Roughly 25 years following the beginning of watershed changes in the world political arena triggered by the wave of democratic reforms in the late 1980s, there are at present only very few countries in Africa that do not have multi-party political systems and stage regular elections. Nevertheless, the euphoria at the outset of the "second democratisation", hailed as an irreversible transition towards democracy, has long since given way to a more sober assessment. Old or new autocratic practices of rule can be discerned behind a facade of formal democratic institutions in many African countries. Terms such as "defective democracy” or "autocratic democracy" have been coined to describe these new systems and the incomplete nature of democratic development in Africa.
In many countries of Africa, there is a gaping discrepancy between formal democratic requirements existing on paper (fundamental rights, elections, multi-party systems, separation of powers) and realities belying often dysfunctional political systems. A definition of democracy that is solely based on elections and democratic institutions is therefore inadequate. The Friedrich-Ebert-Stiftung's efforts to foster and promote democracy takes this into account.
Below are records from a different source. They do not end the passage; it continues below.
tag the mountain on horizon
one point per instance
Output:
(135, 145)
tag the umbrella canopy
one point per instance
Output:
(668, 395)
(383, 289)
The Friedrich-Ebert-Stiftung's work on democracy
Freedom of speech and information are vested human rights and at the heart of any democratic society. These are prerequisites for political and cultural participation and the foundations for media to be able to perform its role as a public instrument of criticism and to exercise checks and controls on government power.
In many countries of Africa, however, numerous laws stand in opposition to freedom of speech and information. Far-reaching national security laws are for example a favourite ploy with which to side-step publication and disclosure obligations. Moreover, freedom of speech and information are constrained by political and/or economic pressure on media institutions. Journalists are frequently subjected to (or threatened with) physical violence. Deficient quality in reporting and failure to uphold professional journalistic standards are used as a pretext by governments to place shackles on the media.
The Friedrich-Ebert-Stiftung's media project for Sub-Sahara Africa, whose head offices are located in Windhoek, Namibia, therefore acts to promote freedom of information and the media and exercises its influence so that the media can exercise its function of democratic checks and controls in an effective manner.